La razón enloquecida de Sade en una Europa cautiva de Las Luces  encontró un cauce en una obra indomesticable. La Filosofía en el tocador le dio buena ganancia al marqués, que pasó gran parte de su vida en hospicios, denunciado por su suegra a causa de un sinfín de actos sexuales sobrecodificados y violentos. Sade todavía no podía ser leído en su siglo en clave de exorcismo de fantasmas del Mal a los que decía abrazar pero que buscaba como el niño expulsar fuera de sí. Al promover la inversión de los códigos morales heredados del cristianismo herido y sus representantes terrenales no inauguraba una nueva alianza con una verdad del deseo, ni siquiera la verdad del deseo diferencial del homosexual, al que expulsaba de la polis porque pretendía  convertir a la humanidad -varones y mujeres- a la sodomía. Sabía imposible su pedagogía, a pesar del  llamamiento a los franceses a un esfuerzo más en esa dirección, para poder ser realmente republicanos.
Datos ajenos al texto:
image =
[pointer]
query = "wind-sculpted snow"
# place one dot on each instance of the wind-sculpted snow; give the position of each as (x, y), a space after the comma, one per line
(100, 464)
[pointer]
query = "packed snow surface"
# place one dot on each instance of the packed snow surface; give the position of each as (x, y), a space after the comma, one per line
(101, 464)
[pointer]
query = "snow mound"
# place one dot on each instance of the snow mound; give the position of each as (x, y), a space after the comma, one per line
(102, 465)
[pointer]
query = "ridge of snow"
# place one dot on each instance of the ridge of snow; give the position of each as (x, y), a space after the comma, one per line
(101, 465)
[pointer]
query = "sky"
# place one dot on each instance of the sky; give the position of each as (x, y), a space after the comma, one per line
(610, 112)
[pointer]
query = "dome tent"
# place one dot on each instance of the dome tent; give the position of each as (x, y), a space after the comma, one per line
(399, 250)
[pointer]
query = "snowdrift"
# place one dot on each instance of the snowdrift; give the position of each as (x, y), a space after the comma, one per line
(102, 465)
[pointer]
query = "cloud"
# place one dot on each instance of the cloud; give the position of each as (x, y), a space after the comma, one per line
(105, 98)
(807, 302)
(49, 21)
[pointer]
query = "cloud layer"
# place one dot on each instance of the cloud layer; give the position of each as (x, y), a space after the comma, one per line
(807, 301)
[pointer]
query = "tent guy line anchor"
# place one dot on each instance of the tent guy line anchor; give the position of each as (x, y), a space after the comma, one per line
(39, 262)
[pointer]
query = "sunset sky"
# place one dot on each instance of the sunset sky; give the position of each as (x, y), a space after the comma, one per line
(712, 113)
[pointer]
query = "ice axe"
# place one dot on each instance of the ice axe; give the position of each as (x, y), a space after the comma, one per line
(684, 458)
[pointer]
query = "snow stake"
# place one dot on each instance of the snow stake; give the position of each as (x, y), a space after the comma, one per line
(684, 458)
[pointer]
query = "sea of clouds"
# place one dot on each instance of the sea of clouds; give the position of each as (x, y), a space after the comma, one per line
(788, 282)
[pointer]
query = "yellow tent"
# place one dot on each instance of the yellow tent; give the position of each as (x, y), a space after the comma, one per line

Invirtiendo los términos de la posición dominante de la aristocracia, se creyó  llamado a una misión divina contra el mismo Dios y las tradiciones cristianas, desacralizando la perversión. ¿Qué queda, entonces, de un Dios que ya no puede ser definido a partir de su contracara? ¿Qué puede quedar de una monarquía y una nobleza que han abandonado su misión de guía moral para entregarse a todos los vicios imaginables, entre ellos los que combate el nuevo higienismo burgués? ¿Qué de un Estado que no está ya legitimado para imponer la pena de muerte, por cuanto, nos dirá Sade, no existe nada más repugnante que un crimen institucionalizado?

La mierda es un elemento fecundo y crucial en el esfuerzo republicano de Sade por hacer conocer su programa de inversión de La Ley. Si hay algo que en el Saló recreado por Pasolini -una denuncia contra el poder fascista- se vuelve definitivamente indigerible es la escena en la que los sometidos son obligados a comer heces servidas en fuentes de plata. Ullúa, en su Proyecto Sade, decide ahorrar el disgusto. No busca desnudar al marqués divino (místico) ni al de aquellos que han visto en él un precursor del Mal Absoluto o la Razón Instrumental reencarnadas en el nazismo. Prefiere, y con razón, una comedia. 

Martes y miércoles a las 20.30, en el Centro Cultural San Martín, Sarmiento 1551.